Probably the best real-world advice here is to generally prefer import to from for simple modules, to explicitly list the variables you want in most from statements, and to limit the from * form to just one import per file. That way, any undefined names can be assumed to live in the module referenced with the from *. Some care is required when using the from statement, but armed with a little knowledge, most programmers find it to be a convenient way to access modules.
When import is required
The only time you really must use import instead of from is when you must use the same name defined in two different modules. For example, if two files define the same name differently:
# M.py
def func():
...do something...
# N.py
def func():
...do something else...
and you must use both versions of the name in your program, the from statement will fail—you can only have one assignment to the name in your scope:
# O.py
from M import func
from N import func # This overwites the one we got from M
func() # Calls N.func only
An import will work here, though, because including the name of the enclosing module makes the two names unique:
# O.py
import M, N # Get the whole modules, not their names
M.func() # We can call both names now
N.func() # The module names make them unique
This case is unusual enough that you’re unlikely to encounter it very often in practice. If you do, though, import allows you to avoid the name collision.
Module Namespaces
Modules are probably best understood as simply packages of names—i.e., places to define names you want to make visible to the rest of a system. Technically, modules usually correspond to files, and Python creates a module object to contain all the names assigned in a module file. But in simple terms, modules are just namespaces (places where names are created), and the names that live in a module are called its attributes. We’ll explore how all this works in this section.
Files Generate Namespaces
So, how do files morph into namespaces? The short story is that every name that is assigned a value at the top level of a module file (i.e., not nested in a function or class body) becomes an attribute of that module.

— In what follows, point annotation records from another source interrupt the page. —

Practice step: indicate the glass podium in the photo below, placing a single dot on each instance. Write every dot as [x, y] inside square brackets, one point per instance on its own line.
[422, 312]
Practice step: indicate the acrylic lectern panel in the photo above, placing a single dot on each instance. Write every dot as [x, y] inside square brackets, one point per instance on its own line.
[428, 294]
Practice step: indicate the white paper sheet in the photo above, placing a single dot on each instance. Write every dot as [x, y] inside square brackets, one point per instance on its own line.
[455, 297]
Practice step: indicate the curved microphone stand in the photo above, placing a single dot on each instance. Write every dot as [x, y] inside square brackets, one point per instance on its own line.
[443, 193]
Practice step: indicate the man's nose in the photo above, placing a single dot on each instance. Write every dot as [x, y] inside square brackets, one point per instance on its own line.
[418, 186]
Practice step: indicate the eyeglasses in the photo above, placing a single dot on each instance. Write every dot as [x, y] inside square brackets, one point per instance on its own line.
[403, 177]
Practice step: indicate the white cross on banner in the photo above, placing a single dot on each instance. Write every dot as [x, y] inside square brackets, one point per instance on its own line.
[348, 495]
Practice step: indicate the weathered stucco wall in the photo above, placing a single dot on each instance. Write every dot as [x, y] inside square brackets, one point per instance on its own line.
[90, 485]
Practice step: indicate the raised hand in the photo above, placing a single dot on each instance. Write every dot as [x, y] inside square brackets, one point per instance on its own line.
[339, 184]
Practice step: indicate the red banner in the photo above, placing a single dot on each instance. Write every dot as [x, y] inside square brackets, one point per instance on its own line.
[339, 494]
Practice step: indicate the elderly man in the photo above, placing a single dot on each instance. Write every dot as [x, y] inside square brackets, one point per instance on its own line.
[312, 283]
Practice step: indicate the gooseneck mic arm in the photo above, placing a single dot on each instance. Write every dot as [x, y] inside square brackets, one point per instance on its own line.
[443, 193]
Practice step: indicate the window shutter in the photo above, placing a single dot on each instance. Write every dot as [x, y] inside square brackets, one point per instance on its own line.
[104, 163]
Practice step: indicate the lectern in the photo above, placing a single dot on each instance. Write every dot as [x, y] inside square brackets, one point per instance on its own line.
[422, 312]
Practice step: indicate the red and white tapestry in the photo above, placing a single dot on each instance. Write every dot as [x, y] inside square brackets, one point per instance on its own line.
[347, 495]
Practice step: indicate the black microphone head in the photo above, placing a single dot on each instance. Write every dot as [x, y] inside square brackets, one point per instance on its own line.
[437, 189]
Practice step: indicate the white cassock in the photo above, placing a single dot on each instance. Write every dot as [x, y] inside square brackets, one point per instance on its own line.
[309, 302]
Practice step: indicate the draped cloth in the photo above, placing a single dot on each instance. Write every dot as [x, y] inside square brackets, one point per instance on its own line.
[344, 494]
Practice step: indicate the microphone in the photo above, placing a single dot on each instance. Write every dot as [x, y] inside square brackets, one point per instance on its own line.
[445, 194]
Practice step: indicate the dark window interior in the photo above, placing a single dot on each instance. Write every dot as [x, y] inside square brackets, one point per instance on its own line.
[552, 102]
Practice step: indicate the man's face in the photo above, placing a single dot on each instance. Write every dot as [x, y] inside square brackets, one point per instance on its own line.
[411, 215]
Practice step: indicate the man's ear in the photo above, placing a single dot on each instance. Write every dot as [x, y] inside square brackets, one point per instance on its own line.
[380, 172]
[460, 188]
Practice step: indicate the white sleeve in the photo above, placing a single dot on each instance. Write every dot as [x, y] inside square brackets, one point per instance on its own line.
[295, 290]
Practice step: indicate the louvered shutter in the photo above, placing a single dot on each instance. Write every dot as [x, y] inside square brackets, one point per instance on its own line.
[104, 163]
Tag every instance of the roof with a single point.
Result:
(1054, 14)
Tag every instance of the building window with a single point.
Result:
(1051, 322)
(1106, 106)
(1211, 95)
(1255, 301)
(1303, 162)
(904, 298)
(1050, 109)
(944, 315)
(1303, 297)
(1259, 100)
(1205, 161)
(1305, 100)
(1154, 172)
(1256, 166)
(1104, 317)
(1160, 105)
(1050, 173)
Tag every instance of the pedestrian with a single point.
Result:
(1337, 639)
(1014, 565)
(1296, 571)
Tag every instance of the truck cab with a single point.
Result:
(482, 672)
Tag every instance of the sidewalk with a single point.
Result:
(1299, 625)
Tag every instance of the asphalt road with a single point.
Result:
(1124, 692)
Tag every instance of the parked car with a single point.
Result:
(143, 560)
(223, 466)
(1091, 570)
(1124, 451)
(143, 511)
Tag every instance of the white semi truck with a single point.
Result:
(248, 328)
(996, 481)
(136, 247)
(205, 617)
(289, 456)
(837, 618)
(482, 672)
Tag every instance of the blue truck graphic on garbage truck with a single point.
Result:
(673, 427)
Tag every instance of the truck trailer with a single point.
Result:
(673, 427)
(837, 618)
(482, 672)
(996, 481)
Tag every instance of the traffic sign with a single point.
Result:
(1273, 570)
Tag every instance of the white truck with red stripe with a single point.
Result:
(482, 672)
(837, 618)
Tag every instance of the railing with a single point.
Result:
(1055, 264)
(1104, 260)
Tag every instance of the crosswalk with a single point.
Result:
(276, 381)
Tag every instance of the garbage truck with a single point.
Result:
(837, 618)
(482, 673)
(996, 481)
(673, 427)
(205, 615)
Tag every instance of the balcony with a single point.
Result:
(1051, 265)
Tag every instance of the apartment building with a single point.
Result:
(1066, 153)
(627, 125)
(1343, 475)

For instance, given an assignment statement such as X = 1 at the top level of a module file M.py, the name X becomes an attribute of M, which we can refer to from outside the module as M.X. The name X also becomes a global variable to other code inside M.py, but we need to explain the notion of module loading and scopes a bit more formally to understand why:
Module statements run on the first import. The first time a module is imported anywhere in a system, Python creates an empty module object and executes the statements in the module file one after another, from the top of the file to the bottom.
Top-level assignments create module attributes. During an import, statements at the top level of the file not nested in a def or class that assign names (e.g., =, def) create attributes of the module object; assigned names are stored in the module’s namespace.